In separate lawsuits, public interest groups on Tuesday asked a federal appeals court to overturn the Federal Energy Regulatory Commission approval of fast-track interconnection review programs proposed by the Midcontinent Independent System Operator and the Southwest Power Pool.
In part, the groups contend the fast-track interconnection processes give the reviewed projects an unfair advantage compared to projects in the grid operators’ standard interconnection queues. Also, the processes will improperly add to residential ratepayer costs, they say.
Clean Wisconsin, the Natural Resources Defense Council and the Sierra Club sued over FERC’s MISO decision and the Sierra Club sued over the SPP decision. The suits were filed in the U.S. Court of Appeals for the District of Columbia Circuit.

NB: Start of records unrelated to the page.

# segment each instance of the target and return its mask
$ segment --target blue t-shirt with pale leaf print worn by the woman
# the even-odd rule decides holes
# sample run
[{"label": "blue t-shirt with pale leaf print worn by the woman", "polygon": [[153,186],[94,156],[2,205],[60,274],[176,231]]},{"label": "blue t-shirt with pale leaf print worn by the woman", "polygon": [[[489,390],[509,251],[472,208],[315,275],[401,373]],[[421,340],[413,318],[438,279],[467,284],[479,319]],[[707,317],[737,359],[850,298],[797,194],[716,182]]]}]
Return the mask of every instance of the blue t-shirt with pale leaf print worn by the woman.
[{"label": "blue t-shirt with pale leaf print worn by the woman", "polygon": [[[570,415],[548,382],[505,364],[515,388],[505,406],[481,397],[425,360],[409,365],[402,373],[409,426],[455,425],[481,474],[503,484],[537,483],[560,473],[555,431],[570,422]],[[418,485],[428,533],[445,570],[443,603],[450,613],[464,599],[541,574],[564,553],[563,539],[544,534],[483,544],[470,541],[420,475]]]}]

“FERC’s approval of SPP and MISO’s line-cutting proposals will only add to the disruption that has prevented hundreds of gigawatts of clean energy from coming online to serve projected resource needs,” Greg Wannier, a senior attorney with the Sierra Club, said in a statement. “The result will be higher monthly bills for tens of millions of people by locking in new gas-burning power plants ahead of cheaper, shovel-ready clean energy projects.”
Generally, state utility regulators supported the one-time MISO and SPP proposals, which aim to quickly add generating resources to the grid in the face of tightening power supply conditions. They were opposed by renewable energy companies and public interest groups which argued, in part, that they violated FERC’s principle of providing nondiscriminatory access to the grid.

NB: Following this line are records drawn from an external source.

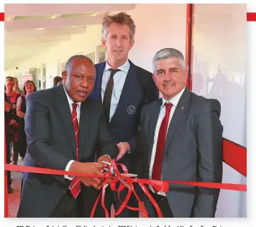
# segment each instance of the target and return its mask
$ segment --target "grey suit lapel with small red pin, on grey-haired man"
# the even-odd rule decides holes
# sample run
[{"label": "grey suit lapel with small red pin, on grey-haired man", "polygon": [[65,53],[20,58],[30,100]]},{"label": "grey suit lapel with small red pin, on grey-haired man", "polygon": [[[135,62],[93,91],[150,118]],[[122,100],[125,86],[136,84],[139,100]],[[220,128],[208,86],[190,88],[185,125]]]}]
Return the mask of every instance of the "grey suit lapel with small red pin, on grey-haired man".
[{"label": "grey suit lapel with small red pin, on grey-haired man", "polygon": [[185,91],[183,92],[182,96],[180,97],[180,101],[178,102],[178,105],[175,108],[173,118],[170,121],[170,125],[168,128],[168,134],[167,134],[166,140],[165,140],[165,154],[168,150],[168,147],[170,146],[170,142],[172,142],[175,131],[178,128],[178,125],[180,124],[180,120],[182,119],[183,115],[186,112],[186,109],[188,108],[188,106],[190,104],[190,97],[191,97],[191,92],[188,91],[187,88],[185,88]]}]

In its July 21 decisions on MISO’s Expedited Resource Addition Study process and SPP’s Expedited Resource Adequacy Study process, FERC rejected arguments that the plans violated the agency’s open access principles and that they discriminated against certain types of resources.

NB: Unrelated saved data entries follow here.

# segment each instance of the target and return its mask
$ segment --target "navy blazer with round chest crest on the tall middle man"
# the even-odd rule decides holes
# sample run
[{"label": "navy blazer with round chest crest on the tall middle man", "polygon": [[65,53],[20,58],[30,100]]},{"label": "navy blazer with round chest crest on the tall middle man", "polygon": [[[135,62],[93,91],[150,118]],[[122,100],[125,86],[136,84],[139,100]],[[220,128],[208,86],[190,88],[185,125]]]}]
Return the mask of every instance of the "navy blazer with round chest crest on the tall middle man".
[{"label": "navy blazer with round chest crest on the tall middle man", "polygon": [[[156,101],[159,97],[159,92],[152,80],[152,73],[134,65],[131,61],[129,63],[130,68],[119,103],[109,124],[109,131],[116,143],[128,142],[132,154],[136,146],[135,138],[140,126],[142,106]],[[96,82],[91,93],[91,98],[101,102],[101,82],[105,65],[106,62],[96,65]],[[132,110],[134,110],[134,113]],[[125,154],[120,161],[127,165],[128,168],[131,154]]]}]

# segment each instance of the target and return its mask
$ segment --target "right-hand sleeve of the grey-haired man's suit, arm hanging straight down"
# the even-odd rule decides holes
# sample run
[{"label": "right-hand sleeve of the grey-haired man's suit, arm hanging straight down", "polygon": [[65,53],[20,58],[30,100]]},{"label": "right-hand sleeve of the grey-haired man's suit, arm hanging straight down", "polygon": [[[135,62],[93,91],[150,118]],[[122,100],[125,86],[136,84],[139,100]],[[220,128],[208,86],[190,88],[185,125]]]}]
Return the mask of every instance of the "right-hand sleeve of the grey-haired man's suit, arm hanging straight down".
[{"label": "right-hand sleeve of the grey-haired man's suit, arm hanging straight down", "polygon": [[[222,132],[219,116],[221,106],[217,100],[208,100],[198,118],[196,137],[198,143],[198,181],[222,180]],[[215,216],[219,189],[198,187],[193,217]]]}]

The approved processes will allow planned resources that meet eligibility criteria to sidestep MISO’s and SPP’s standard interconnection queue reviews.
Under MISO’s ERAS program, the grid operator will study in quarterly cycles up to a total of 68 interconnection requests or until May 10, 2027, the application deadline for its last cycle study.
So far, MISO has accepted 47 applications into the ERAS queue and is considering five just-filed applications, according to the grid operator. At 20.3 GW, gas-fired projects accounted for 75% of the 26.9-GW ERAS queue as of Nov. 6. Battery storage projects in the queue total almost 4 GW, followed by solar at 1 GW, wind at 980 MW and nuclear at 675 MW.
SPP has 36 projects totaling 13.3 GW in its ERAS queue, including about 9.6 GW of thermal generation, according to the grid operator. Nearly all the planned capacity is in SPP’s Central, Southern and Southwestern regions.
MISO runs the grid and wholesale power markets in 15 states from Louisiana to Minnesota, as well as in Manitoba, while SPP operates in 14 states from eastern New Mexico to parts of Montana.